I caught him between drills and asked the obvious question: Do you ever get tired after running these camps? No hesitation. "NO! I enjoy what I do! I enjoy inspiring the next wave of athletes! I never get tired! This is what I do!" You feel that energy in everything the camp touches.
Then they raised the bar again. The group went inside for a football-IQ session — film breakdown, what to look for, how to actually dissect the game. That's the part most camps skip. On the field
you attack the physical side; in that classroom, tired legs and all, you soak up the mental side. That's the difference-maker — and it tracks, because the foundation is built around "leveling the playing field," pairing elite training and film study with mentorship, recruiting guidance, and scholarships for underserved athletes.

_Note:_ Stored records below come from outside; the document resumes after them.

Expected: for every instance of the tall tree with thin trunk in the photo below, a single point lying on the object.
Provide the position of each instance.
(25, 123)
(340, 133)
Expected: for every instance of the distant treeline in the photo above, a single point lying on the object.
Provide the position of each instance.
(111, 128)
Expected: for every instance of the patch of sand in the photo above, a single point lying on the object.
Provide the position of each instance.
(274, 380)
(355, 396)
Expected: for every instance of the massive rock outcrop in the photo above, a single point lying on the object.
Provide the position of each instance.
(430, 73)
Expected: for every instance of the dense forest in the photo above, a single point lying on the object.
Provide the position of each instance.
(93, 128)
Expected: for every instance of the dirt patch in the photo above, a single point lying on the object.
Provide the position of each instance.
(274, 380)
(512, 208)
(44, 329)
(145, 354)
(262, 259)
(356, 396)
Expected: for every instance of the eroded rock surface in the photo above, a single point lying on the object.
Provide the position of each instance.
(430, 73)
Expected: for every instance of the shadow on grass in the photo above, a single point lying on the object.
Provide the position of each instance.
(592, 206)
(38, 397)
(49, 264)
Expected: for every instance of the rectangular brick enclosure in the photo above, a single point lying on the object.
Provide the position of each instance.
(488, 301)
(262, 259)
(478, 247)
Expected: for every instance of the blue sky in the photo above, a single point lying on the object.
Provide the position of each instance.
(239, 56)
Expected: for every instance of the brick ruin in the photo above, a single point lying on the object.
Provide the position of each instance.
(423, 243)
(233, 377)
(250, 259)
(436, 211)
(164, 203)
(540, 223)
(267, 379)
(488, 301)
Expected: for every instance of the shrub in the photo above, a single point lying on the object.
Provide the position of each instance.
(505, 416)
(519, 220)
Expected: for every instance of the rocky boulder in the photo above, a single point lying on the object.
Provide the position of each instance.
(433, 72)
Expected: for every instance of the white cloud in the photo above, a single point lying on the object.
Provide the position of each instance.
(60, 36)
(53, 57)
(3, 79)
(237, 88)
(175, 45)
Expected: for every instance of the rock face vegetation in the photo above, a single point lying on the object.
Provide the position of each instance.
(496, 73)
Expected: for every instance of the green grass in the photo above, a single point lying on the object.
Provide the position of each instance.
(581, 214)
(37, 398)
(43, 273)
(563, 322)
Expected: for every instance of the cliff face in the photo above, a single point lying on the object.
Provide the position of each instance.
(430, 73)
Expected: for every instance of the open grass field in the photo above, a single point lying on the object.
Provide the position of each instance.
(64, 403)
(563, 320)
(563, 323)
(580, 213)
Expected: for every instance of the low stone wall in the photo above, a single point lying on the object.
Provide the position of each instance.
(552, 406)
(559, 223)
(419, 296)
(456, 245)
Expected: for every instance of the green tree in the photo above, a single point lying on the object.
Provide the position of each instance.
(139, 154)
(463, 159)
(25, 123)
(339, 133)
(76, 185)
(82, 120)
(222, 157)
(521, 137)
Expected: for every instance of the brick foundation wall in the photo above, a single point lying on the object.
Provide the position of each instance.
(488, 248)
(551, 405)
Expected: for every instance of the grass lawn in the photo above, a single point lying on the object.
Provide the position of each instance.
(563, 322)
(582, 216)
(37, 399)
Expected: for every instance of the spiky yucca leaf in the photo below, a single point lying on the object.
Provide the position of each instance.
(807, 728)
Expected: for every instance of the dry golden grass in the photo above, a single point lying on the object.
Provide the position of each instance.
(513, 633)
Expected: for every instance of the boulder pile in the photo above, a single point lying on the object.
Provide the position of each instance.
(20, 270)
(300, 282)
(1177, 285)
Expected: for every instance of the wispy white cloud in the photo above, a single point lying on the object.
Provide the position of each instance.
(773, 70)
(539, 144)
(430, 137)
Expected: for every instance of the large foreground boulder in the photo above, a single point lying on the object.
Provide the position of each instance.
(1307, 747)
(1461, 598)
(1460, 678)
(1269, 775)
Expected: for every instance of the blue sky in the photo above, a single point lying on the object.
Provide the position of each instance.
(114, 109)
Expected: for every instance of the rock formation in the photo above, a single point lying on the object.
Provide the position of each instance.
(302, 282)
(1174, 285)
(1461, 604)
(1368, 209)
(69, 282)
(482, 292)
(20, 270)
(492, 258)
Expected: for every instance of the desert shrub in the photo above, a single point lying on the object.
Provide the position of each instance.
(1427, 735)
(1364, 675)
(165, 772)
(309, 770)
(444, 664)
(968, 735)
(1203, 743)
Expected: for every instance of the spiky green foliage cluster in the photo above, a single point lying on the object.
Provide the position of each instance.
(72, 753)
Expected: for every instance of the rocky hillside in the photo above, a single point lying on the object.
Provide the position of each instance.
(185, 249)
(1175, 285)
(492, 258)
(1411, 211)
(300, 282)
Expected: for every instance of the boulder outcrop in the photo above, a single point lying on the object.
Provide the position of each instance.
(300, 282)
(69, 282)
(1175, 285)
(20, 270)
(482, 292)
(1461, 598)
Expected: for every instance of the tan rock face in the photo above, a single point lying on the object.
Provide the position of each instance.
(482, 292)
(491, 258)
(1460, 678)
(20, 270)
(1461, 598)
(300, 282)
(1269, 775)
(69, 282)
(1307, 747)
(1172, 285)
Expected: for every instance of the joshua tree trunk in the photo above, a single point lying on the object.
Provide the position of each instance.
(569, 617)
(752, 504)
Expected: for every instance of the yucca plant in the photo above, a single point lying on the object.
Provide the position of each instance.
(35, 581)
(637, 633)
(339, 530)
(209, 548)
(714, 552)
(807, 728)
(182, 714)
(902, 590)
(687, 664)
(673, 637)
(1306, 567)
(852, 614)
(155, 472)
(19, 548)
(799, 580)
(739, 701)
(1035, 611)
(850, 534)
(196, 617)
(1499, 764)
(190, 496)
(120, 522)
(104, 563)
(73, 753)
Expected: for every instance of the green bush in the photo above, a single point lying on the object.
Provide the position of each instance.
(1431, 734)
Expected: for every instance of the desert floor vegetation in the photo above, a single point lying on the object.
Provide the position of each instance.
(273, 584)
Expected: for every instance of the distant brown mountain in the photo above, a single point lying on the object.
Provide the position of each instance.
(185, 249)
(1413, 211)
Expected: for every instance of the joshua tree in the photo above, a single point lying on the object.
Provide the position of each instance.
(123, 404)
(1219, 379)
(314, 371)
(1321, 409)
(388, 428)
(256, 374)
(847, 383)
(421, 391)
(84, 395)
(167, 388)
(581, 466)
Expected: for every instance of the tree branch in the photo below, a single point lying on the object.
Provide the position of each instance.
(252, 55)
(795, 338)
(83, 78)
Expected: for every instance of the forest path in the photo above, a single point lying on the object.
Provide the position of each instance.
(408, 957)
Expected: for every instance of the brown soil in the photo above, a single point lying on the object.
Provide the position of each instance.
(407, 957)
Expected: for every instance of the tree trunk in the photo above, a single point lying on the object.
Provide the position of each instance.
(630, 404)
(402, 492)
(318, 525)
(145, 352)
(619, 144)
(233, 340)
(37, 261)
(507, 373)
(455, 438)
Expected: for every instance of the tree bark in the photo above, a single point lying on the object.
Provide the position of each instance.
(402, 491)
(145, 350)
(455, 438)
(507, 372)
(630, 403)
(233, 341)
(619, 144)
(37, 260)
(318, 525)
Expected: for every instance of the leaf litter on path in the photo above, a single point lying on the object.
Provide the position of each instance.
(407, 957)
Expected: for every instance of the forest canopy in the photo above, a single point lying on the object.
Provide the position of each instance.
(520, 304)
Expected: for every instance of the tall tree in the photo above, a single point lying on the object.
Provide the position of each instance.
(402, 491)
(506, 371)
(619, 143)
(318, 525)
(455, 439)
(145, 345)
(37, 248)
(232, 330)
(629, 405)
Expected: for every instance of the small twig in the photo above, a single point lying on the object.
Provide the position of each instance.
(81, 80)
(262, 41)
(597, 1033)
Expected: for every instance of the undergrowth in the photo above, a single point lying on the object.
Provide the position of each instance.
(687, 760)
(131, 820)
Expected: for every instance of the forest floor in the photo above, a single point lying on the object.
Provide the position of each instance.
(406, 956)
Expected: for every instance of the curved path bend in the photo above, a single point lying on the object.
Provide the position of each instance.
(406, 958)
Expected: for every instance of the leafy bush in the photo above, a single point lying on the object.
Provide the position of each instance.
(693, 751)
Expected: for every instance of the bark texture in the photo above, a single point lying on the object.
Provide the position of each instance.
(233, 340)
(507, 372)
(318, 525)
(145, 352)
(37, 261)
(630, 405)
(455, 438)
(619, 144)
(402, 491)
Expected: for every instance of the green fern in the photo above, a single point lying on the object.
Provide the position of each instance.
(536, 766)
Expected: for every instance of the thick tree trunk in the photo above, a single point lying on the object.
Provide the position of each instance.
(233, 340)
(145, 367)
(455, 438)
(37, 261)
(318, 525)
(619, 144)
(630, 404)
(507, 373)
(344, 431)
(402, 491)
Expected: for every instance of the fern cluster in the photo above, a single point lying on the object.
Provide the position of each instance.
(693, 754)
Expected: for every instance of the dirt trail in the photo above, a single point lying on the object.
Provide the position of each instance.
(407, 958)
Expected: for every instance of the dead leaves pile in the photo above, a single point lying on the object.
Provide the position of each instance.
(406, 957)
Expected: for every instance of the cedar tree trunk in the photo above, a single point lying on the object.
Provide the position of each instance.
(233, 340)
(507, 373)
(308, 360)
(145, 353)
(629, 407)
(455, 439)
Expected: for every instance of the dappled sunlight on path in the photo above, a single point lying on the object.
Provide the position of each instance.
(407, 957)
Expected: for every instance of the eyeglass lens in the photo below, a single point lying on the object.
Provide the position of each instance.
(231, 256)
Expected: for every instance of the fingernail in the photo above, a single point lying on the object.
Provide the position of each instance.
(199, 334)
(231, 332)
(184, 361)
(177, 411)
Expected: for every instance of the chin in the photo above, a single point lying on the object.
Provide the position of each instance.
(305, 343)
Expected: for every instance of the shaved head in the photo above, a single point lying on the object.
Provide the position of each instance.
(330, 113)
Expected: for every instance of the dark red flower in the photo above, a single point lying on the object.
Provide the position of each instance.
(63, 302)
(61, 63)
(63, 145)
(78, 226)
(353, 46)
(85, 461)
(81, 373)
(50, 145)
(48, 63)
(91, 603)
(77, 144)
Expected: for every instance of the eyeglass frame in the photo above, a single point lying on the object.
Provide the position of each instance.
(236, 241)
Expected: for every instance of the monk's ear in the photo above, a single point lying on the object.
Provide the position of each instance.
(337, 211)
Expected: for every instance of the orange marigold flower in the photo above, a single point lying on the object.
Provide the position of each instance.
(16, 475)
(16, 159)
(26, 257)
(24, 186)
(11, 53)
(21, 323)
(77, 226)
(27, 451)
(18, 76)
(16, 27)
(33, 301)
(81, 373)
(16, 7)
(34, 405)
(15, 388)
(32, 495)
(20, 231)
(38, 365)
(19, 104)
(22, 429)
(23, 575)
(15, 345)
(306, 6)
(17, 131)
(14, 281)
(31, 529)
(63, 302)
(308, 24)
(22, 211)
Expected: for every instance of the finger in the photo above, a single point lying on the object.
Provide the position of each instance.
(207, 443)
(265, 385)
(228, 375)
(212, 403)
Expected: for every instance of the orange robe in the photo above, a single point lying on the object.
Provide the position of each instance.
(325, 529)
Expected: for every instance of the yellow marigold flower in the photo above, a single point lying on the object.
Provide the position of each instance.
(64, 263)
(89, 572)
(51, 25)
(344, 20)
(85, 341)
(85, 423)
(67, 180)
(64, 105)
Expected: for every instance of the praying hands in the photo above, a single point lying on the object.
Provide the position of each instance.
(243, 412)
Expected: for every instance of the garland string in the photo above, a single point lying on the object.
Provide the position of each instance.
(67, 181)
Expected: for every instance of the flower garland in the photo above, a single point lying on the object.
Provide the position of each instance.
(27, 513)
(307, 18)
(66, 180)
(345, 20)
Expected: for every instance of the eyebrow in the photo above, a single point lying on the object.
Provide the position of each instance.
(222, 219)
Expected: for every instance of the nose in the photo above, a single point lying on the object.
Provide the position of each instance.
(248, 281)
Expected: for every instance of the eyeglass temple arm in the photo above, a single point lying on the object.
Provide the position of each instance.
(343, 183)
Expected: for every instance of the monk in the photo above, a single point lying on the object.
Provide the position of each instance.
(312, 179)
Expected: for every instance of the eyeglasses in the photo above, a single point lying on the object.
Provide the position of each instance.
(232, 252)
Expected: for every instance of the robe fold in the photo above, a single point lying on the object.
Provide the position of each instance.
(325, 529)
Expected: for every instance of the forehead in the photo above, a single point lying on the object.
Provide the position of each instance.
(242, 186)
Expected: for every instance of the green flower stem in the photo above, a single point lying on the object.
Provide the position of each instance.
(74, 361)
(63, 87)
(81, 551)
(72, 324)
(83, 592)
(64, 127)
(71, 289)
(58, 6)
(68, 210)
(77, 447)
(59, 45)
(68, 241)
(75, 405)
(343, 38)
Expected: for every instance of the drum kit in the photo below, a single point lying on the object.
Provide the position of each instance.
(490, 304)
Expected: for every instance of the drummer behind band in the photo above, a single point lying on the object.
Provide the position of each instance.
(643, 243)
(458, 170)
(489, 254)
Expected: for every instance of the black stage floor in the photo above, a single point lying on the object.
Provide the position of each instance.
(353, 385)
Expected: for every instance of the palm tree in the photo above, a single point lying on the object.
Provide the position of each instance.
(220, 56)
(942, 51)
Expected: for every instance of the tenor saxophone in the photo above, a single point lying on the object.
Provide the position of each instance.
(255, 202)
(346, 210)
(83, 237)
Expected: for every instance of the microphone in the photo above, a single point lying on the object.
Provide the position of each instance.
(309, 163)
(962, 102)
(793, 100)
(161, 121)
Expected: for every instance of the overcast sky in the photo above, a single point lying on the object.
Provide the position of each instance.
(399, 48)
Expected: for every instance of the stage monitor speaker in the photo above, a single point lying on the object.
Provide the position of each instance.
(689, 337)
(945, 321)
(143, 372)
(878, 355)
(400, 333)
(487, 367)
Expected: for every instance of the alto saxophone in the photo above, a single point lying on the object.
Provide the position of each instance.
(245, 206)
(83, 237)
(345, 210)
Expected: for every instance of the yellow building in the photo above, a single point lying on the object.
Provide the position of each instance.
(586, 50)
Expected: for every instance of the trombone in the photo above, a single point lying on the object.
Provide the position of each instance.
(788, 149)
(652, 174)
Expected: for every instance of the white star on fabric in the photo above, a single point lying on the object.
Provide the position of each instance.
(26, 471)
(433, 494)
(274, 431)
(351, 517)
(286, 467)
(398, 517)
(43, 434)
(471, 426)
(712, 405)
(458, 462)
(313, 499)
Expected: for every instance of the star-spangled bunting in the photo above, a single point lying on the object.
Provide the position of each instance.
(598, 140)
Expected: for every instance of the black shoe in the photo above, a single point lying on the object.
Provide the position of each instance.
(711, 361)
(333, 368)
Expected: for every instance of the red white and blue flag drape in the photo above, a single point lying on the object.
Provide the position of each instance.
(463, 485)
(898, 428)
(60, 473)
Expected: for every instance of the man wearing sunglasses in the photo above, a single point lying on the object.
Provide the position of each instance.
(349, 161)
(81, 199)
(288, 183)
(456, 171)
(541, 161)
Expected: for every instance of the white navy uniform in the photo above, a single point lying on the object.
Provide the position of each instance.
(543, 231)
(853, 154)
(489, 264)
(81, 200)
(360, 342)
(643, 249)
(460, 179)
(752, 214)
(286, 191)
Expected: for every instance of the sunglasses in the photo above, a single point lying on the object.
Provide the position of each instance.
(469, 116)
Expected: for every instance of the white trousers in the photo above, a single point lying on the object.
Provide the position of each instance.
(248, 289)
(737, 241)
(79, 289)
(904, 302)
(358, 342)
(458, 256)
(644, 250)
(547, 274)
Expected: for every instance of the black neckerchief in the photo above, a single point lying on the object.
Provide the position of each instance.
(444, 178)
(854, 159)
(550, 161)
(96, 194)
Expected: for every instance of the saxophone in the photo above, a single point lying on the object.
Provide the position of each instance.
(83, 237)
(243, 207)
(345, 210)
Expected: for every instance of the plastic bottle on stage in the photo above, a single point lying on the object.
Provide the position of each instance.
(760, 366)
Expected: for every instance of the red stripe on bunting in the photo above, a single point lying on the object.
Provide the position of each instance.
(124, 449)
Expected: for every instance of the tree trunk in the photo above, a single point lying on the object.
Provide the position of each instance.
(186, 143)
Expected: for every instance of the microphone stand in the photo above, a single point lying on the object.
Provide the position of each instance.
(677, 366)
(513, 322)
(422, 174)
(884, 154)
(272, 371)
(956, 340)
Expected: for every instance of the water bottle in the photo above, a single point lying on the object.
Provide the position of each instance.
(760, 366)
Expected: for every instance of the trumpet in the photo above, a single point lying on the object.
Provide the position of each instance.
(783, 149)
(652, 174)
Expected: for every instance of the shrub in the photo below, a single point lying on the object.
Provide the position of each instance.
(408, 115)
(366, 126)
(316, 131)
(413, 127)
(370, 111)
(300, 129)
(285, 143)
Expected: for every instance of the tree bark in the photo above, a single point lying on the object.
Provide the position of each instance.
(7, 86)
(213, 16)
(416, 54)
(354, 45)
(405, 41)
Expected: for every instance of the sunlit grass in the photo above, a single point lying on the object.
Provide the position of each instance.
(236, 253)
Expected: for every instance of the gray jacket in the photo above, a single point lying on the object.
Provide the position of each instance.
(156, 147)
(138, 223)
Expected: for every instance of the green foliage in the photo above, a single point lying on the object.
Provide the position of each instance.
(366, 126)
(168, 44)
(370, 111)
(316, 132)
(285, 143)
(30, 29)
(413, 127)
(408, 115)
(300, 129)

The moment that hit hardest came from Love: run your own race. Stop watching what everybody else is doing and get focused on you — because all it takes is one opportunity. And he's living proof. Love was a two-star recruit whose only FBS scholarship offer came from Utah State; he turned that single chance into MVP of the 2018 New Mexico Bowl and the 26th overall pick in the 2020 NFL Draft. One offer. One mindset. When a kid hears that from the guy who actually did it, it lands different.

But here's the real takeaway — the thing I kept seeing on faces all weekend. These kids walked away inspired. Boys and girls, middle school to high school, every one of them left believing a little more in what's possible. They got better, sure. They also got hope, a blueprint, and proof that the work is worth it. With John Conti driving the foundation's development, that's the whole point: build the athlete on the field, build the person off it.
If you've got a quarterback who wants to stand out — to learn, to grow, to put in the work — circle this on the calendar. It's the second annual, it runs in June, and it's the kind of thing that quietly reroutes a kid's trajectory.